We can now copy the above code in a notebook and run it, or call this script from the command line:
python train.py
At the end of the training, the pipeline is ready to use since every trained component of the pipeline is self-sufficient, ie contains the preprocessing, inference and postprocessing code required to run it.
Configuration
To decouple the configuration and the code of our training script, let's define a configuration file where we will describe both our training parameters and the pipeline. You can either write the config of the pipeline by hand, or generate a pipeline config draft from an instantiated pipeline by running:
print(nlp.config.to_yaml_str())
nlp:
"@core": "pipeline"
lang: "eds"
components:
ner:
"@factory": "eds.ner_crf"
mode: "joint"
target_span_getter: "gold-ner"
window: 20
embedding:
"@factory": "eds.text_cnn"
kernel_sizes: [3]
embedding:
"@factory": "eds.transformer"
model: "prajjwal1/bert-tiny"
window: 128
stride: 96
train:
nlp: ${ nlp }
train_data_path: my_brat_data/train
val_data_path: my_brat_data/val
batch_size: ${ 32 * 128 }
lr: 1e-4
max_steps: 400
num_preprocessing_workers: 1
evaluation_interval: 100
And replace the end of the script by
if __name__ == "__main__":
app.run()
That's it ! We can now call the training script with the configuration file as a parameter, and override some of its values:
python train.py --config config.cfg --nlp.components.ner.embedding.embedding.transformer.window=64 --seed 43
Going further
EDS-NLP also provides a generic training script that follows the same structure as the one we just wrote.

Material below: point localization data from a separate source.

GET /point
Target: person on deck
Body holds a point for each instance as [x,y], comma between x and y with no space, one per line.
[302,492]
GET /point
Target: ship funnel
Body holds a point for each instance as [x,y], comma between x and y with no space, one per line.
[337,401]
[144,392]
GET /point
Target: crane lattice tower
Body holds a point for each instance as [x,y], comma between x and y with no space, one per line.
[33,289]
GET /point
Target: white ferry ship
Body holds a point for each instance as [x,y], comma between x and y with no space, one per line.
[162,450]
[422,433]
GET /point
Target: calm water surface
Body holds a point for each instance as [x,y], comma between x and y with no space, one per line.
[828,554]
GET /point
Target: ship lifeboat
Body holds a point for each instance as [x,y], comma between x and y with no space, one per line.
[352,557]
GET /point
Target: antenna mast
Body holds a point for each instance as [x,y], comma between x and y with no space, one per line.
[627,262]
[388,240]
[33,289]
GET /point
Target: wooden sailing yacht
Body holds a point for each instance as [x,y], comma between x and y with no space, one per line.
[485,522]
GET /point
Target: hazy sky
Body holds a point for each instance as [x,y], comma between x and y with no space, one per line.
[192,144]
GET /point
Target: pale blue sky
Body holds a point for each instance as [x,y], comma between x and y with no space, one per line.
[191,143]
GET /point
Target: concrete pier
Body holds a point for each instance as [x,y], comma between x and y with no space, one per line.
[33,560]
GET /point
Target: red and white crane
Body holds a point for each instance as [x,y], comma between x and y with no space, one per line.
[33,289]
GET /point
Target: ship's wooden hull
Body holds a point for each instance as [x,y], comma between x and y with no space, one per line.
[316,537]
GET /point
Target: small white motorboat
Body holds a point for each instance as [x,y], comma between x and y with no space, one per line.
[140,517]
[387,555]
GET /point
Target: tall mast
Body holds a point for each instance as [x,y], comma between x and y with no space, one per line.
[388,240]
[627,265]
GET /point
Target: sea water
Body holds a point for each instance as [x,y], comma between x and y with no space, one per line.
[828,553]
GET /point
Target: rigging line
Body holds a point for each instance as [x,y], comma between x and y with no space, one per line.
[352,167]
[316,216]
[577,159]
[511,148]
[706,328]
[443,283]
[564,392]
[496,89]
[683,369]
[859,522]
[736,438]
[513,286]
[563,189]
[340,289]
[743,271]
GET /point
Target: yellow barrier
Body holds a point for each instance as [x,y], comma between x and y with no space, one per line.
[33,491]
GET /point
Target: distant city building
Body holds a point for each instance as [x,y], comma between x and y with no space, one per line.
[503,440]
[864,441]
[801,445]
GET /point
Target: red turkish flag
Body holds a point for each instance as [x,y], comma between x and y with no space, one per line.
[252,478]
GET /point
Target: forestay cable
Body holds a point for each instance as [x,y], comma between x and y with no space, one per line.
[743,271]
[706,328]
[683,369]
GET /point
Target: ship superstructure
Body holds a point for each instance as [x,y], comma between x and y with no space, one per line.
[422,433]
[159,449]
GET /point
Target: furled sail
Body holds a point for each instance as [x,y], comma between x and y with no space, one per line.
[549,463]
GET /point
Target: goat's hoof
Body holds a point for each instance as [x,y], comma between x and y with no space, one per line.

You can learn more about in the next Training API tutorial.
This tutorial gave you a glimpse of the training API of EDS-NLP. To build a custom trainable component, you can refer to the TorchComponent class or look up the implementation of some of the trainable components on GitHub.
We also recommend looking at an existing project as a reference, such as eds-pseudo or mlg-norm.